On top of all this is a proposal by these legislators to impose a new state soda tax, the revenue from which will fund programs targeting obesity, diabetes, and other supposedly soda-induced maladies.

Soda sellers are obviously not happy, and are panning the new measures as heaping huge new costs on low-income consumers and small businesses.

"These kinds of regressive taxes are not supported by the people of California because they place an unfair burden on working families and neighborhood businesses already struggling with the state's high cost of living," said the American Beverage Association (ABA) in statement.
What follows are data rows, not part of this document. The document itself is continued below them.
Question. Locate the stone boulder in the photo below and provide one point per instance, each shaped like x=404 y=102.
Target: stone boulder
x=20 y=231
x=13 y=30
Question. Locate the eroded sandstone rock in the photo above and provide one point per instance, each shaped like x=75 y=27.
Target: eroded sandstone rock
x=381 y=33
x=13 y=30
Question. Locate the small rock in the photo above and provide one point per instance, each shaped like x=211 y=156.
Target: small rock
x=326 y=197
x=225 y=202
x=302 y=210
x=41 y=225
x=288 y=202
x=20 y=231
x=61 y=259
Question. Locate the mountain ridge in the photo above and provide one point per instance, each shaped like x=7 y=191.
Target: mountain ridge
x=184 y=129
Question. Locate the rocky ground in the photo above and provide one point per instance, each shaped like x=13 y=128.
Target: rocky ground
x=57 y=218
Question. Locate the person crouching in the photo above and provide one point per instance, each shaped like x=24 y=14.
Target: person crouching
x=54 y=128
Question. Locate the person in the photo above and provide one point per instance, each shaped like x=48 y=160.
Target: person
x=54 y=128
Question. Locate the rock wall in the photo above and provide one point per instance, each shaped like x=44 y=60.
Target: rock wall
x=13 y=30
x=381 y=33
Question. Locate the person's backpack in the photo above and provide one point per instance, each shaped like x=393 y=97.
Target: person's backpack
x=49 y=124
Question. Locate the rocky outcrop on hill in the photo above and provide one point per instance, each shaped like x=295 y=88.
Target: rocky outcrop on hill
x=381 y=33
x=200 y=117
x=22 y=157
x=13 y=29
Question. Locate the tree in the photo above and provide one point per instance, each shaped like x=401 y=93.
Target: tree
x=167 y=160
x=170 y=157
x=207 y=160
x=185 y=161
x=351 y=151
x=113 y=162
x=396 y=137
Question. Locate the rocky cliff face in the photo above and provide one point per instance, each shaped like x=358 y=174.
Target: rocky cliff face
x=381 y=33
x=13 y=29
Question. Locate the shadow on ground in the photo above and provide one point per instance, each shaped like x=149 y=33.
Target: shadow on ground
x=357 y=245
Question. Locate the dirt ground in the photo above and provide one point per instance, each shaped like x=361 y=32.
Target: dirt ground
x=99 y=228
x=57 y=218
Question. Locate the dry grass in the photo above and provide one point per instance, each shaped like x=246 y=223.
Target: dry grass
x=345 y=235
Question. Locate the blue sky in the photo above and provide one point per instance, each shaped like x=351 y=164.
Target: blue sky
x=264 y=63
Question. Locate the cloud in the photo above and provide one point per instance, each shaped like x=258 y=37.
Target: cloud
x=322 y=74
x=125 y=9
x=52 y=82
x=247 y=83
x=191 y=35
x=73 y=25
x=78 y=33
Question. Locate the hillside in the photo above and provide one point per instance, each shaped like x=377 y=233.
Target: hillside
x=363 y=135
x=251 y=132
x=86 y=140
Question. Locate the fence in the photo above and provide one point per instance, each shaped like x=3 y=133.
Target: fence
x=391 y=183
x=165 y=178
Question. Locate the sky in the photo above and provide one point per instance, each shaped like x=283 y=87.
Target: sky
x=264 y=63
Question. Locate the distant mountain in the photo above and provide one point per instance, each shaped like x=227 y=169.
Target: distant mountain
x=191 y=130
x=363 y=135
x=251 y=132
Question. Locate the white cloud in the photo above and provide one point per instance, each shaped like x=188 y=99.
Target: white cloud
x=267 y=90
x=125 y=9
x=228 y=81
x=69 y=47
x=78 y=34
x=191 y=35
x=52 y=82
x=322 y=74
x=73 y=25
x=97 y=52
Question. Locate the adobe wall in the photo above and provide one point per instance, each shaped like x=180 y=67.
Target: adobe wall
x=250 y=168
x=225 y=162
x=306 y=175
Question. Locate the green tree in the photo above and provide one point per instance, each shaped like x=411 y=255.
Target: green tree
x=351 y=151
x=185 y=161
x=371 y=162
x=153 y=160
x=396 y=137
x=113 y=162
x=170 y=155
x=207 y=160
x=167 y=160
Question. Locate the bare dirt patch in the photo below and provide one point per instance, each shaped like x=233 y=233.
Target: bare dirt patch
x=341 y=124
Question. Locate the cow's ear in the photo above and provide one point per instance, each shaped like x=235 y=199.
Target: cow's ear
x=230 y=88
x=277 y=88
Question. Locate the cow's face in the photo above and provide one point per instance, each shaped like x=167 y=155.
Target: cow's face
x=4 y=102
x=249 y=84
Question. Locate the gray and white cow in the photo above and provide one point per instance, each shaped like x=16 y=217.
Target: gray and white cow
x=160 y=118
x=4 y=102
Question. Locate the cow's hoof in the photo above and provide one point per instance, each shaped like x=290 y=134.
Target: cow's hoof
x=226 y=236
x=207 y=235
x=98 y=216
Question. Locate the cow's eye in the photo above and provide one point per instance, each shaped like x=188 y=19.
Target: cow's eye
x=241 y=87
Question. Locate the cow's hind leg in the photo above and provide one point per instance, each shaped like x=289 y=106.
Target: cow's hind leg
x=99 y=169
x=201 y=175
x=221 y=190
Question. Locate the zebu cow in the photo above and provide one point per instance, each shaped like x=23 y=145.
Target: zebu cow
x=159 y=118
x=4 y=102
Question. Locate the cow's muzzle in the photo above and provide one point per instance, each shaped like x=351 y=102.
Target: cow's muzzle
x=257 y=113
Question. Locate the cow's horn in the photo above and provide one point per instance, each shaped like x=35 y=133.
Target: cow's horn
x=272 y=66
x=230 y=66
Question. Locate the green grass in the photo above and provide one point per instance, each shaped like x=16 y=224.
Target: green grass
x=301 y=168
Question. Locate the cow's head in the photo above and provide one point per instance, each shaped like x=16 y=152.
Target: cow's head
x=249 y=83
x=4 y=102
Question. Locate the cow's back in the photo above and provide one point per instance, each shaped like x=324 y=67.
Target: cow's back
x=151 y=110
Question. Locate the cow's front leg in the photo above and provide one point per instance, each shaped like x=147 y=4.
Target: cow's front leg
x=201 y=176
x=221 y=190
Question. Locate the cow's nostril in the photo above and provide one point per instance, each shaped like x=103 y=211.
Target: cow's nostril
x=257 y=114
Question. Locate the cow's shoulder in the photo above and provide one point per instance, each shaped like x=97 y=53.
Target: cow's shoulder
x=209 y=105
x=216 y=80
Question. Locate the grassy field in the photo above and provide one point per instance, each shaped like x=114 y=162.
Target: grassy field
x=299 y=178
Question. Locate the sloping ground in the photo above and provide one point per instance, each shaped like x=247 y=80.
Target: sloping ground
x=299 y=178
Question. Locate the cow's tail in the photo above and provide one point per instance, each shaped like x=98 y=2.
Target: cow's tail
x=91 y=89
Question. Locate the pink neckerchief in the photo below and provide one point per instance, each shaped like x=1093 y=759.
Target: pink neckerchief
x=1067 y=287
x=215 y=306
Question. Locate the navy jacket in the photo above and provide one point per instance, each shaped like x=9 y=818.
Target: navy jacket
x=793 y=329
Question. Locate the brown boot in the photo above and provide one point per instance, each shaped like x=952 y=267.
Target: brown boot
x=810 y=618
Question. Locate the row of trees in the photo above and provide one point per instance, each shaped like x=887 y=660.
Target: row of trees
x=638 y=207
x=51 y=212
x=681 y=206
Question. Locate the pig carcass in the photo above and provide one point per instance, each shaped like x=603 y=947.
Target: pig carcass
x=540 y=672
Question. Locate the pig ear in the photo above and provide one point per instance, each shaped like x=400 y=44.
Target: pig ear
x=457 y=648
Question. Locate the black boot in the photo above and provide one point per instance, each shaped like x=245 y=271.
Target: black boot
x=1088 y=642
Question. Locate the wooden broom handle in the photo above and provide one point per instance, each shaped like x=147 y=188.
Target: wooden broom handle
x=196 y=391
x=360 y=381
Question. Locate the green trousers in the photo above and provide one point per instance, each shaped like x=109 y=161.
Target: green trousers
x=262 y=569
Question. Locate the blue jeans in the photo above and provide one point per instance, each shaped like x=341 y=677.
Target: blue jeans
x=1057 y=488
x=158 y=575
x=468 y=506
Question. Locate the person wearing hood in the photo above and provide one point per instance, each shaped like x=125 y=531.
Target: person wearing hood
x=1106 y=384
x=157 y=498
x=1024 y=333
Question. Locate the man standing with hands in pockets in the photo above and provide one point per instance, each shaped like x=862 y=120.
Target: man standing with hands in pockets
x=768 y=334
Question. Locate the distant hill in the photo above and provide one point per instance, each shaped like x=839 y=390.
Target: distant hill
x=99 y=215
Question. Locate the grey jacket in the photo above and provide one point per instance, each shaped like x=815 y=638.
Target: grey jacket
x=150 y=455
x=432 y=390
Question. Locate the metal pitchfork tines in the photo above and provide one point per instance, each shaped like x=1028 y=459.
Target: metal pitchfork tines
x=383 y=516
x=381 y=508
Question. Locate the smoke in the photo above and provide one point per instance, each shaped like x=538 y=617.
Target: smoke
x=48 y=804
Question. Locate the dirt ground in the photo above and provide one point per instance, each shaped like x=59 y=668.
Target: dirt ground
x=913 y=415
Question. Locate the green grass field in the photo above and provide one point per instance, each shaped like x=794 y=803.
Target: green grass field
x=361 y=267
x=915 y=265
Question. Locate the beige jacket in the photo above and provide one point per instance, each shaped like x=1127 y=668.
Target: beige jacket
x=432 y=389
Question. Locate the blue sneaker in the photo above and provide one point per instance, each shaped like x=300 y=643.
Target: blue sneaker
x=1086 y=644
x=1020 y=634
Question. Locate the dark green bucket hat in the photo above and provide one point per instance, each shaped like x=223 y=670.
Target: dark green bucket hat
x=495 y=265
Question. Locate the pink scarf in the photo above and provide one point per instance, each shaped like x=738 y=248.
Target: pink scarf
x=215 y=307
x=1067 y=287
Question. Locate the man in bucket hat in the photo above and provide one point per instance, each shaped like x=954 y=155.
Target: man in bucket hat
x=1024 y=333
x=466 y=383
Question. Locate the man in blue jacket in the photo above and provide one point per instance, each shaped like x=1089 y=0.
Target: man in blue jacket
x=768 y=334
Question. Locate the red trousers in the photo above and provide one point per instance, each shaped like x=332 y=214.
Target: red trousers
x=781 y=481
The ABA also pointed to polling showing 71 percent support for last year's moratorium on new grocery taxes.

Soda taxes got their start in California, when the city of Berkeley imposed a 1-cent-per-ounce tax on "sugar-sweetened beverages" in 2015. The policy spread to places like Seattle and Philadelphia soon after. The record of these policies is mixed, as each has failed in its own special way.

One study of Berkeley's soda tax, which is held up as a model for the policy, saw a decline in the sale of taxed sugary beverages and increased sales of untaxed drinks like bottled water. That same study however failed to find a link between the tax and declines in individuals' actual consumption of soda.

In Seattle, where a 1.75 cent-per-ounce tax* was implemented in January 2018, revenue has exceeded expectations, bringing in more than $17 million in its first nine months. A study performed for the city found that nearly 100 percent of the cost of the tax was being paid by consumers. That suggests folks are consuming the same amount of soda, but just paying more for the privilege.

Philadelphia's soda tax, meanwhile, has sprouted any number of social ills, including labor strife and the rise of a black market in soda. Soda sales within Philadelphia have cratered, while spiking in stores just outside city limits, according to one study.

As with all sin taxes, there's a contradiction at the heart of California's proposed soda tax: the policy is supposed to both dissuade soda purchases and raise significant revenue from taxing them. To succeed on one metric is to fail on the other.

Legislators are adding to the mix with more onerous, unproven policies that micromanage businesses that sell soda while treating people who drink it like children in need of state-mandated portion controls and bright warning labels.

The details of these new soda policies are still being hashed out, and no committee hearings have been held. Whether they succeed or not, California's reputation as a nanny state will remain intact.

CORRECTION: The original version of this article said Seattle's soda tax was $1.75 per ounce.